/redis-operator

Kubernetes Redis operator that creates and manages a clustered Redis database.

Primary LanguageGoApache License 2.0Apache-2.0

PayU Redis Operator

Kubernetes operator that creates and manages Redis HA clustered databases - Redis docs.
Feature state wiki page

Using the operator on a local cluster

The project uses a kind cluster for development and test purposes.

Requirements:

  • kind: v0.11.1
  • controller-gen > 0.4
  • kustomize >= 4.0
  • docker: latest version, at least 6.25 GB of memory limit

Quick Start

sh ./hack/install.sh # you might need to run this as sudo if a regular user can't use docker
cd ./hack/redis-bin -> sh ./run.sh # in case it is the first run on the local machine
tilt up

Set up on non-local env

1. Setting up a cluster

cd hack
sh ./install.sh # you might need to run this as sudo if a regular user can't use docker
cd ./hack/redis-bin -> sh ./run.sh # in case it is the first run on the local machine

If the .kube/config file was not updated it can be populated using

kind --name redis-test get kubeconfig > ~/.kube/config-redis-operator

And export with export KUBECONFIG=$KUBECONFIG:${HOME}/.kube/config-redis-operator

2. Installing the operator

After having a running kind cluster we should install the operator crd.
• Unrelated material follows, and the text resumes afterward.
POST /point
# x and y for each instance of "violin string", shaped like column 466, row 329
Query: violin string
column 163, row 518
All make commands should run from the repository root.

make install

After having a running kind cluster the operator can be deployed using

make deploy NOTEST=true

A development operator YAML file can be found in redis-operator/config/samples/local_cluster.yaml, apply it to the cluster after the operator deployment is up with:

kubectl apply -f config/samples/local_cluster.yaml

Tip

If you are missing an image in the cluster, an easy way to build and load all needed images is with the setup for E2E tests

make e2e-test-setup

Deploy via Helm

The Helm chart was developed with Helm v3, it might work with v2 but it was not tested as such. The chart can create the CRD, Redis operator and RedisCluster CR and it has feature flags for all of them plus the RBAC setup.

Examples:

# create everything in the default namespace
helm install redis-operator ./helm -n default

# install only the Redis operator in the default namespace
helm install redis-operator ./helm -n default --set global.rbac.create=false --set redisCluster.enabled=false --skip-crds

# install only the RBAC configuration (Role+Binding, ClusterRole+Binding, ServiceAccount)
helm install redis-operator-rbac ./helm -n default --set redisOperator=false --set redisCluster.enabled=false --skip-crds

#install only the RedisCluster in the default namespace
helm install redis-operator-rbac ./helm -n default --set redisOperator=false --set global.rbac.create=false --skip-crds

Running the E2E tests

If you plan to make a contribution to the project please make sure the change is tested with the E2E test suite. Check the README on how to use E2E tests: https://github.com/PayU/redis-operator/blob/master/test/README.md

Running unit tests

Run non cache go test command on specific path. for example:

go test -count=1 ./controllers/rediscli/

Use the test cluster feature

Test cluster feature is a set of tests implemented to run asynchrounously to the operator manager loop, they simulates:

  • Loss of random follower in cluster
  • Loss of random leader in cluster
  • Loss of random follower and random leader (that owns different set of slots)
  • Loss of all followers
  • Loss of all nodes beside one replica for each set of slots range, randomely chosen - somethines the survivor is follower and sometimes it is leader (actual scenario for example is loss of all az's beside one)
  • Loss of leader and all of its followrs

The test can fill the cluster nodes with mock data during to the performed "live site", and keep track on which and how many of the inserted keys succeeded, and at the end of the recovery process attempts to read the keys from cluster and match the value to the value that got reported during tracking writting process.

The report reflects:

  • If the recovery process suceeded with healthy and ready cluster before test time out expired (configurable estimated value)
  • How many writes succeeded with ratio to the itended keys that been attempted to be inserted
  • How many reads succeded with ratio to the number of successful writes
  • Both values in terms of: Actual amount and Success rate

Run the test:

  • Port forward the manager to some local port (8080 for example)
  • Curl -X POST localhost:<forwarded port for example 8080>/test (no mock data)
  • Curl -X POST localhost:<forwarded port for example 8080>/testData (with mock data)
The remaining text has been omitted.